Benchmarks
I've performed a little bit of optimisation from 0.2 -> 0.3, since I'd never had time to see how fast Tapper was, or could be; it's just spawning and message passing, and both are fast in Erlang, right?
The design of Tapper assumed this would be fast, and tried to avoid doing much processing on the client-side of the API, with the exception of a bit of parameter checking, and uses only GenServer.cast/2
rather than GenServer.call/3
, but what did we achieve?
Findings
The 0.2.x release, on my 3.10 GHz i7 Mac Book Pro could do ~18k start
/finish
sampled trace operations per second, adding about 52.00 μs of additional overhead to your code, a little more with annotations, and less if you join
, rather than start
traces, since you don't need to generate the Trace.Id
. Note that the same pair of operations for an unsampled trace take about 3 μs (~300k/s). I also noticed that update_span/3
wasn't
short-circuiting unsampled traces, since it was less than half the speed of the other procs when running unsampled!
The additional overhead over the >200k raw spawn/sends per second you can do on my hardware comes from various places, some in GenServer
and OTP, which you can't avoid except by removing the advantage of using OTP, and the rest in function calls in Tapper code.
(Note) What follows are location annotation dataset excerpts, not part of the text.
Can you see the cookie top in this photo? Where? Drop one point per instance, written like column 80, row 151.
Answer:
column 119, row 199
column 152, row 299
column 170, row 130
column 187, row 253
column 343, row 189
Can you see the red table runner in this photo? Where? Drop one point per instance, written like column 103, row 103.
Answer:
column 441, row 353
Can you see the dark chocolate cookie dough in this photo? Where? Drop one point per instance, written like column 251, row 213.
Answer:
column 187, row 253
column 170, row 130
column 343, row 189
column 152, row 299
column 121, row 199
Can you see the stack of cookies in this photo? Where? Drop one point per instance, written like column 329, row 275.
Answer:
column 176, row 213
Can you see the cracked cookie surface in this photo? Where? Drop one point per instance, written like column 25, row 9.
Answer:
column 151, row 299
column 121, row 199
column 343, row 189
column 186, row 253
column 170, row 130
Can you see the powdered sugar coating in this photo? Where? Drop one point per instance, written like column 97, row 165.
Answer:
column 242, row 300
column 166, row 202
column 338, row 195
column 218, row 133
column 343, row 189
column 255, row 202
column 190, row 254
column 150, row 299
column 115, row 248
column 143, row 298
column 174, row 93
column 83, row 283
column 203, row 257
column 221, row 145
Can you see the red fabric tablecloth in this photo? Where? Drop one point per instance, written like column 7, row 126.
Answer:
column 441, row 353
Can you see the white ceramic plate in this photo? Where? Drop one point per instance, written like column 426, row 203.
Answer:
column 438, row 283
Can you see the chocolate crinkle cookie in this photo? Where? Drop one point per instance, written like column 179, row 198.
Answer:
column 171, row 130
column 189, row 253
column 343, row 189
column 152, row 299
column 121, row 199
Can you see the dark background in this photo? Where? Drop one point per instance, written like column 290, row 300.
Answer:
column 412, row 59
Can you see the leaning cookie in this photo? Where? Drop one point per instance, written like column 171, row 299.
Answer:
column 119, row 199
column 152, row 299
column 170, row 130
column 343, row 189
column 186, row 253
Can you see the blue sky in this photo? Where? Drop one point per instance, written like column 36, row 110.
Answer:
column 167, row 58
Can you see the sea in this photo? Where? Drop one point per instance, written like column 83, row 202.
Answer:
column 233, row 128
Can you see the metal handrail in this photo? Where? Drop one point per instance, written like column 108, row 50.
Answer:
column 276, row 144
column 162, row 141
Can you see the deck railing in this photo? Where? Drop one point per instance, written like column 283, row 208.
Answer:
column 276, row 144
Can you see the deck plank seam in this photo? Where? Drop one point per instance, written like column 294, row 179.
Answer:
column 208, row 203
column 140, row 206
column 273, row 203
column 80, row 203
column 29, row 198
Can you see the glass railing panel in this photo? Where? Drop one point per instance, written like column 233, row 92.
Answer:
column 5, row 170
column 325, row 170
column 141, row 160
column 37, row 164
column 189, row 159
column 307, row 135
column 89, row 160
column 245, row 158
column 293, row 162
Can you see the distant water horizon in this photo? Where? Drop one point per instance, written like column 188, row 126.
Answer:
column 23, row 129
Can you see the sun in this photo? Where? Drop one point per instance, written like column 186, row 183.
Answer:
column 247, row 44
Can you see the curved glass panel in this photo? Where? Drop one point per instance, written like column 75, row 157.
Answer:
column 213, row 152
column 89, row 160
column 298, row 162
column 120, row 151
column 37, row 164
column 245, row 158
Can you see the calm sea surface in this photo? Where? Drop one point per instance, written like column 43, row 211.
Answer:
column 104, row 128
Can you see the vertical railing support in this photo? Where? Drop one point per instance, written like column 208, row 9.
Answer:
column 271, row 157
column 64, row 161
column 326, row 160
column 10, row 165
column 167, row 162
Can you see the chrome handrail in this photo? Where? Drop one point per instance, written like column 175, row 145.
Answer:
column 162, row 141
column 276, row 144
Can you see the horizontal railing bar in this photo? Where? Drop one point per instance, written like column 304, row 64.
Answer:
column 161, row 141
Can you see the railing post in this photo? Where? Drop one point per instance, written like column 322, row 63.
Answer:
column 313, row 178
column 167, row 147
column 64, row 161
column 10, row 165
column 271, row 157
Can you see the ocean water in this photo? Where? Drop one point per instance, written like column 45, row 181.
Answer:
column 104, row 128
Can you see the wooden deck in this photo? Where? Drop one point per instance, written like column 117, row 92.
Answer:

You can't avoid generating the Tapper.Id
on start/1
, you can't avoid generating a decent monotonic time-stamp, and you can't avoid adding the Logger
metadata for the trace id (assuming you want it), leaving just parameter checking and other misc code to improve.
From this baseline, I've tried a few things:
- Remove debug logging during Tracer start-up, although this can be removed during code generation, it was superfluous anyway.
- Remove use of
Access
module via[]
, preferring direct use ofKeyword.get/3
. - Remove multiple traversals of Keyword lists in favour of a tailored function.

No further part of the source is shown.